Aaron Rodgers, by almost any standard, is having a great season. But when you look deeper, it’s clear that the Green Bay Packers cannot hoist the Lombardi Trophy this year with Rodgers playing this way.
Aaron Rodgers has looked very different over the last couple of seasons than he did in his days during the prime of his career. In other words, he’s not in his prime anymore. Over the last couple of years and this year in particular, we’ve seen a lethargic, slow quarterback who is constantly rolling his eyes and shaking his head after every single incompletion, of which there are many.
Perhaps the Packers recognized this when they signed four unrestricted free agents within the first two days of free agency, and traded up nine spots in the first round of the draft to secure Darnell Savage out of Maryland.
While the receiving corps and tight end groupings are among the worst in football, even with a healthy Davante Adams, Aaron Rodgers has not played at an elite level this season. His numbers remain extraordinary. Through 12 games, he has thrown for over 3,000 yards and tossed 22 touchdowns while being intercepted just twice, one of which bounced off the chest of Marquez Valdes-Scantling.
These numbers are incredibly misleading, however. Three quarters of the way through the season, Rodgers has had two games where he has looked like an elite quarterback. He was unstoppable in the second half against the Detroit Lions at home, which included an absurd throw into triple coverage to Marcedes Lewis in the fourth quarter, and a perfect toss to Allen Lazard in the end zone for a crucial touchdown.
In the game against the Raiders, Rodgers may have had one of his best ever games. He threw for 429 yards and five touchdowns, while also running for a score with a perfect quarterback rating. Rodgers also enjoyed a hot 400-yard day against the Eagles. But against the tougher defenses in football, he has been completely pedestrian. On opening day against the Bears, Rodgers missed several wide open receivers, particularly in the first half, and finished with just 203 yards and 10 points.
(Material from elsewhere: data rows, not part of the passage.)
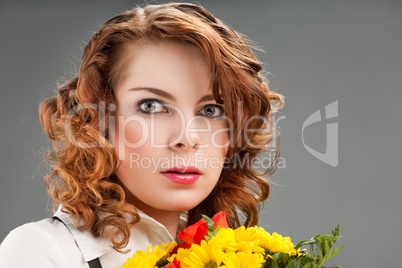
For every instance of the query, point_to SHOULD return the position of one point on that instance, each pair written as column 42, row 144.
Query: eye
column 212, row 111
column 151, row 106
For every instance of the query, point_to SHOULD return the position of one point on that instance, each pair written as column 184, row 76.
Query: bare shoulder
column 46, row 243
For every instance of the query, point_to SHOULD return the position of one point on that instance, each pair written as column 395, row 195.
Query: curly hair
column 83, row 178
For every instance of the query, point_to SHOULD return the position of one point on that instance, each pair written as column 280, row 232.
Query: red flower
column 174, row 264
column 220, row 219
column 176, row 248
column 195, row 233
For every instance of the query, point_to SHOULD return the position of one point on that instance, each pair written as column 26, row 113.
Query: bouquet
column 210, row 243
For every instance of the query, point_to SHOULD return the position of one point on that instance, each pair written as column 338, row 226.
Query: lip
column 183, row 178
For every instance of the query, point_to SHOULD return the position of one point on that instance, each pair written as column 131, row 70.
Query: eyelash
column 141, row 102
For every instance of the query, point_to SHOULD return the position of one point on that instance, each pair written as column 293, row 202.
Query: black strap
column 95, row 263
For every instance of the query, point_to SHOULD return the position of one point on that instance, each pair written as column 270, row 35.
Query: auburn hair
column 83, row 164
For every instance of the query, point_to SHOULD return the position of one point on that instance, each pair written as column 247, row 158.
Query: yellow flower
column 238, row 240
column 181, row 254
column 275, row 242
column 150, row 259
column 243, row 259
column 206, row 255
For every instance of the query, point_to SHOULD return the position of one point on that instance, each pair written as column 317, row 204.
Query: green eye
column 212, row 110
column 151, row 106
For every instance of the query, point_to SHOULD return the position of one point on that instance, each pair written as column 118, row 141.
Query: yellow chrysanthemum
column 243, row 259
column 150, row 259
column 238, row 240
column 206, row 255
column 275, row 242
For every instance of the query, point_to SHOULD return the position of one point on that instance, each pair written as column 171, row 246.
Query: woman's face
column 167, row 118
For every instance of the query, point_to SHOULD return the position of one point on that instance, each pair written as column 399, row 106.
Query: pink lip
column 183, row 178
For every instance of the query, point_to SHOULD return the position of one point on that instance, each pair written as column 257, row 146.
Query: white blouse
column 48, row 243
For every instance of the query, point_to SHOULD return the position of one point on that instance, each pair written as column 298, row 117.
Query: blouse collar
column 147, row 229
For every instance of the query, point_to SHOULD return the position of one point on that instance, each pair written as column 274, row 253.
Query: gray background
column 318, row 52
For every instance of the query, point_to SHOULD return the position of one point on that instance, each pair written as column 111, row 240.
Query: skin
column 191, row 133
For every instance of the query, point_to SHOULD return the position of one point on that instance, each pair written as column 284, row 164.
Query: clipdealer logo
column 330, row 156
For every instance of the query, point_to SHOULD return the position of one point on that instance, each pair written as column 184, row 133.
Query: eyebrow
column 169, row 96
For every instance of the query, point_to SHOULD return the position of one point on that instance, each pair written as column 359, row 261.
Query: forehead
column 170, row 66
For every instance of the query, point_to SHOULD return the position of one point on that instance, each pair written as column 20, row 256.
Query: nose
column 186, row 136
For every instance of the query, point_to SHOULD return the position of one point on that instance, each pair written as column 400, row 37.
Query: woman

Against the Cowboys, who have had their own share of defensive woes, Rodgers relied almost exclusively on the running game and struggled to put the game away in the second half. He finished with a QBR of 57.6. Rodgers disappointed against the Los Angeles Chargers in Week 9, who are inconsistent at best on defense. He threw for just 161 yards and a QBR of just 12.7. The 49ers game was one of his worst ever.
It was reminiscent of the 2015 meeting against the undefeated Denver Broncos, who broke Rodgers and the offense allowing just 77 yards through the air. This time, in a huge game with playoff implications off of a bye, Rodgers threw for 104 yards and looked completely overwhelmed by the fierce Niners defense.
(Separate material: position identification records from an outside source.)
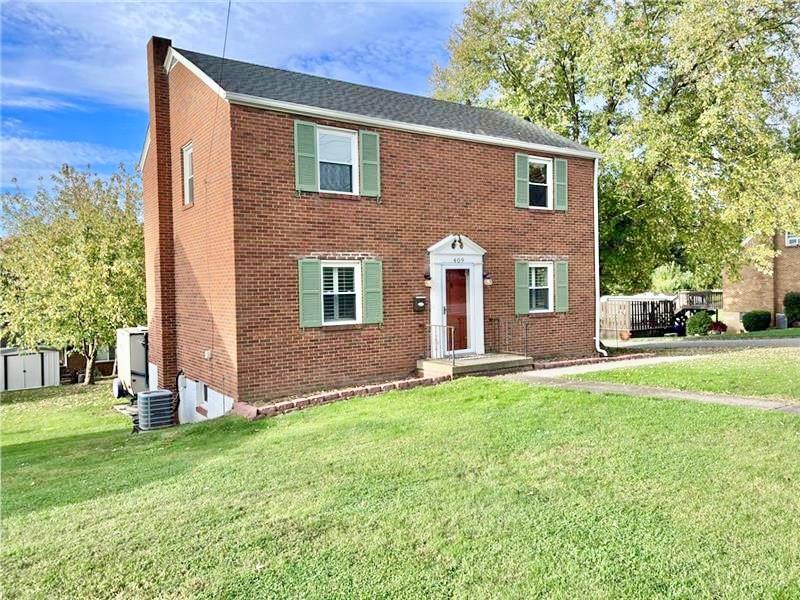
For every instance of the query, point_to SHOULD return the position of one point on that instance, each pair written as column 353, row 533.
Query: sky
column 74, row 81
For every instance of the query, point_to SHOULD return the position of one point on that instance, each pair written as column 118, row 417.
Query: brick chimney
column 158, row 234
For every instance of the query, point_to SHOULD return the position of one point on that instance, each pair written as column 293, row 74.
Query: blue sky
column 73, row 74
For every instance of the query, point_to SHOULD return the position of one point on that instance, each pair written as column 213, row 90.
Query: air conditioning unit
column 155, row 409
column 131, row 362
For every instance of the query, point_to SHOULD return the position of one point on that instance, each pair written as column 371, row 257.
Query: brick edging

Rodgers, albeit in the snow against the Giants, still looked relatively unremarkable. He did throw four touchdown passes, but again missed several open receivers in the harsh weather. Since the 2015 season, Rodgers has maintained the same bizarre style of conservative, shy play. It seems that after every Packers game, the hype surrounding Rodgers is more about some crazy off-balance throw he made, rather than actually leading his team to wins through the air.
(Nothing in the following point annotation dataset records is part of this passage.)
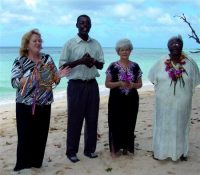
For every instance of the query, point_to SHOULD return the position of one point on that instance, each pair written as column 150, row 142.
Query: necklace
column 175, row 72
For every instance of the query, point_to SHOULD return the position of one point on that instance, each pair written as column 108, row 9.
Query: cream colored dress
column 172, row 112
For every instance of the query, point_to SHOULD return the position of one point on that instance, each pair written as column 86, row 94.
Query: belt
column 82, row 81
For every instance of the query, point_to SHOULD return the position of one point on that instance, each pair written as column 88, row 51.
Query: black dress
column 122, row 107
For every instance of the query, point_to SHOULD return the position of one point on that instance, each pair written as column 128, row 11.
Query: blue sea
column 145, row 57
Rodgers holds the ball more than any other quarterback, and recently shattered the all-time record for throwaways in a season. Tom Brady is set to break that mark this year, but it does not change the fact that Rodgers throws the ball into the dirt more than his team needs him to. In Week 4 against the Eagles, on third-and-goal from inside the one, Rodgers strangely heaved the ball into the 18th row with 6-foot-7 Jimmy Graham in single coverage right in front of him.
Rodgers also chucked the ball into the turf over and over against the Cowboys, simply refusing to throw the ball into any window even remotely tight. Against the Lions, Raiders, and Eagles, Rodgers got the ball out of his hands at the end of his drop consistently. But so consistently now, he stares down receivers for way too long.
If the Packers are going to get to the Super Bowl, their defense has to be a lot better. No one should be excited about Daniel Jones completing three passes to Kevin King, Darnell Savage, and Tramon Williams. The defense, once more, isn’t good enough to survive in the playoffs. But, Rodgers also needs to play at a far higher level against the tougher defenses in football.
Right now, a game plan against the Green Bay offense, even with a completely new staff, is very easy to devise. Trust that the poor receivers of the Packers won’t create too much separation and know that Rodgers will not let the ball go unless it’s a virtual certainty it will be completed.
Alex Smith was often known to be one of the most conservative quarterbacks of his time, and has been widely criticized for not being a more aggressive thrower. For his career, Smith’s interception ratio was 2.0 percent.
Any rating that low can almost surely be attributed to an extremely cautious style of play. Over his last 1,010 passes, Rodgers has thrown four interceptions. That’s an interception rate of 0.4 percent. If Green Bay is going to the Super Bowl, Rodgers has to be better, and far more aggressive. As he turns 36, Green Bay desperately needs him to hold up his end of the bargain better than he has.